Billed as a “dedicated space for collaboration and getting innovative work done,” Worksmith is set to open in the creative Melbourne hub of Collingwood in February 2018.
Worksmith will be Australia’s first co-working space dedicated to the hospitality industry, with the idea being to provide a space where creative industry types can try out new ideas, work on projects, and bounce ideas off one another. To that end they’ve got spaces for hosting events, a fully equipped commercial kitchen and bar, meeting spaces, lockers and all the internet you can use to get your revolutionary unicorn tears amaro underway and into development.
The space is the idea of Michael Bascetta, formerly of Melbourne restaurant Attica and currently at Fitzroy’s Bar Liberty, and his childhood friend Roscoe Power. Bascetta says that it’s the next logical extension from his work on the hospitality forum, the Grow Assembly, which is a series of food and wine talks and big ideas (you can watch Alex Kratena’s Grow talk on why bartending is taught must change here).
“We’ve seen our [Grow Assembly] events bring together amazing talent, nurture friendships and provide a platform to inspire, learn and support one another within the industry,” says Bascetta. “Worksmith takes it one step further by putting those amazing values into practice, every day.”
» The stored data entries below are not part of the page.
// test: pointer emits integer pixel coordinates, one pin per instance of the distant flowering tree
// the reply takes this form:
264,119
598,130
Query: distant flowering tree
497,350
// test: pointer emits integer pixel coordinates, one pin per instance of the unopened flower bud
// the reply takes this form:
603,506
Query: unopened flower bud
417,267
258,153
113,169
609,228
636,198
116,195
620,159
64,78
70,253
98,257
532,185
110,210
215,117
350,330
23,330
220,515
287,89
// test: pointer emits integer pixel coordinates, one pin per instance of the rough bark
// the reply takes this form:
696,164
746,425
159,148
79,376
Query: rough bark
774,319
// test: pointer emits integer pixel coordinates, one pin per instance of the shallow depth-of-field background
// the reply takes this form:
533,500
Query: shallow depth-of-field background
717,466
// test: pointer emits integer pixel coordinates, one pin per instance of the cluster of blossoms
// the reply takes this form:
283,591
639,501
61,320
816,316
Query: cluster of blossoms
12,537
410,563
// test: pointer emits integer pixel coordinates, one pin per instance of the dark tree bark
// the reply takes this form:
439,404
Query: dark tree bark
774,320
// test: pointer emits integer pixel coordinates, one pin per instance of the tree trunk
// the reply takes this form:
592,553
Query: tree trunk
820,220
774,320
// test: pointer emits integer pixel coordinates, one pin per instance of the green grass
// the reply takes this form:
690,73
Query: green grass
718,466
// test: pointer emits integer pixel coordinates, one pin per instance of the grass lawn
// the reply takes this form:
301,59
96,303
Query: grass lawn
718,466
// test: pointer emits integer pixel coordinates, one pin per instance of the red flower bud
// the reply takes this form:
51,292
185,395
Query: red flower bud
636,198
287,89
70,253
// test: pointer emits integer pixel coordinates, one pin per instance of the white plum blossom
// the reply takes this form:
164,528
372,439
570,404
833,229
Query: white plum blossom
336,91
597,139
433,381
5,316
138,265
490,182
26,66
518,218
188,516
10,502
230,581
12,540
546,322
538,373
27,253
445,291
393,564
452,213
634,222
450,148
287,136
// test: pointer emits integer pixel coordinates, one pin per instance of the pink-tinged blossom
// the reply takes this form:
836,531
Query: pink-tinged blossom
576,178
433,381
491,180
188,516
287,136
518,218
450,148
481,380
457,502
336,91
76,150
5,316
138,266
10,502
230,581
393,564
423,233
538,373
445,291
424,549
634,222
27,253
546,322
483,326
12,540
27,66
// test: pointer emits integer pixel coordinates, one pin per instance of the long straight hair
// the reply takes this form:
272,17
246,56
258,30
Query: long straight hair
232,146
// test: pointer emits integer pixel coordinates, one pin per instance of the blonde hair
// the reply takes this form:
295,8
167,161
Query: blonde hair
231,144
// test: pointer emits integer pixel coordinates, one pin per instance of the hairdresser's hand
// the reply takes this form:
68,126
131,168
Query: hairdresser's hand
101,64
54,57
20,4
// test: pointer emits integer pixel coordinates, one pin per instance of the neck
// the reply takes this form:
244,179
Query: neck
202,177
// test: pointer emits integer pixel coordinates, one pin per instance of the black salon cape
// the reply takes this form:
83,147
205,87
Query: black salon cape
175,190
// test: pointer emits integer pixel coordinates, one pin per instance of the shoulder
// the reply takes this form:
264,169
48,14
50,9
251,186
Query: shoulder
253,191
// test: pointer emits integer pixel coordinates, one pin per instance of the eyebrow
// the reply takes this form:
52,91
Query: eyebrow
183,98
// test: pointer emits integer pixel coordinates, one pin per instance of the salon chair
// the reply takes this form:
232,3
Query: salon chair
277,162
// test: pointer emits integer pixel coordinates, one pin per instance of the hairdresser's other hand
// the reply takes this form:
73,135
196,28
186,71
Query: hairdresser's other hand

Co-working spaces have taken off in recent years, and offer desks and WiFi and all the services you’d expect in a regular office, with the difference being that individuals can pay a simple membership fee to access those services — basically, they’re renting a desk rather than an entire office. But as tech startups and others have utilised these spaces, they’ve grown to become hotbeds of ideas and collaborations, and that’s something that Worksmith is looking to foster, too.
Though Worksmith will be Australia’s first hostility focused co-working space, the first in the world to open was Stuart Bale’s Crucible in London in August this year. There, bartenders and brand ambassadors pay a monthly membership fee — £69 a month for bartenders and £135 a month for ambassadors — to gain access to equipment like rotovaps, centrifuges and water baths and more so that they can work on their ideas. And because there are other like-minded people as members, there’s an increased opportunity to share ideas and learn from your peers.
Worksmith is still to release the pricing structure of their memberships, but they have opened the waiting list to join now. And to give you an idea of the quality of bartender they expect will be using the place, Bascetta says that Luke Whearty (he of Operation Dagger fame and who is set to open a new bar in Meboourne) has signed up as one of their founding members.